In the Silmarillion we learn that all of Feanor's sons, like himself and his father Finwe, were killed because of the Silmarils.

All, except one: Maglor, who threw "his" Silmaril into the sea and then "was always heard singing sorrowfully along the coast".

Is that the last we heard of him?

  • I'd just note that Maglor was the only son, but not the only relative, of Feanor to survive the First Age. Celebrimbor was Feanor's grandson (Curufin's son). – suchiuomizu Apr 19 '15 at 21:00
  • Edited to reflect above comment. – maguirenumber6 May 30 '15 at 7:11

The line after the one you've quoted is the last hint to his fate:

"And it is told of Maglor that he could not endure the pain with which the Silmaril tormented him; and he cast it at last into the Sea, and thereafter he wandered ever upon the shores, singing in pain and regret beside the waves.
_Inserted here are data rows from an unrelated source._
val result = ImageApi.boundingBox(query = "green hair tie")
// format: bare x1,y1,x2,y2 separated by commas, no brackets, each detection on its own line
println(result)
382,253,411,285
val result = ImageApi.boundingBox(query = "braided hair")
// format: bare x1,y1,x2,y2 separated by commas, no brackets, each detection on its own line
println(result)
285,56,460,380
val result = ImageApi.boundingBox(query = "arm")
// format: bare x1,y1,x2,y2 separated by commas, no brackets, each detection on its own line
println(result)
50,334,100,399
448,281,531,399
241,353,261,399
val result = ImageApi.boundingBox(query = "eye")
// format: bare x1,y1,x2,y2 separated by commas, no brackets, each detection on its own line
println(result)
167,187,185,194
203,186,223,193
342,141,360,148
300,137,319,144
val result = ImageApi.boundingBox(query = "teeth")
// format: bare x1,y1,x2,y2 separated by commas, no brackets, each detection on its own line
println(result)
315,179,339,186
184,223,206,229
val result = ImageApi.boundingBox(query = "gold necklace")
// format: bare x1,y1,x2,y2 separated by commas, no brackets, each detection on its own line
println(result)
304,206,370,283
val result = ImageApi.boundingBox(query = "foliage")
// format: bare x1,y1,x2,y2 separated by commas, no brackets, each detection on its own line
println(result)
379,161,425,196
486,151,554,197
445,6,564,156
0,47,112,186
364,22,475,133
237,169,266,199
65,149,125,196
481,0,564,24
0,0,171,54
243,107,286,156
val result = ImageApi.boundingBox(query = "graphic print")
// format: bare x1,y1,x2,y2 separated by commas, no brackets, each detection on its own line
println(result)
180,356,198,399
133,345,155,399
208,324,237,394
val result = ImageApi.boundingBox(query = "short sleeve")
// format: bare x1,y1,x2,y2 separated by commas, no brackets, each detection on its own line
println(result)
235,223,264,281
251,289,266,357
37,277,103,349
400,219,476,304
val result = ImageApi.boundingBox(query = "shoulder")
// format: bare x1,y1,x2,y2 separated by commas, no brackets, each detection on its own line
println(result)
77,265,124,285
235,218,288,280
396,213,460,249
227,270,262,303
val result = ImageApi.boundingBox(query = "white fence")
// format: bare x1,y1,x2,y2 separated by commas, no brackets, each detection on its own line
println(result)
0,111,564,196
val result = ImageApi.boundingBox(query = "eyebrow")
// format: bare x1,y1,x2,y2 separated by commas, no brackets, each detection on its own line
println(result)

For Maglor was mighty among the singers of old, named only after Daeron of Doriath; but he came never back among the people of the Elves."

(Quenta Silmarillion, chapter 24, Of the Voyage of Eärendil and the War of Wrath, emphasis mine.)

There is also this quote, reportedly from "The Quenta" in The Shaping of Middle Earth:

"...not all would forsake the Outer Lands where they had long suffered and long dwelt; and some lingered many an age in the West and North, and especially in the western isles and the lands of Leithien. And among these were Maglor as has been told."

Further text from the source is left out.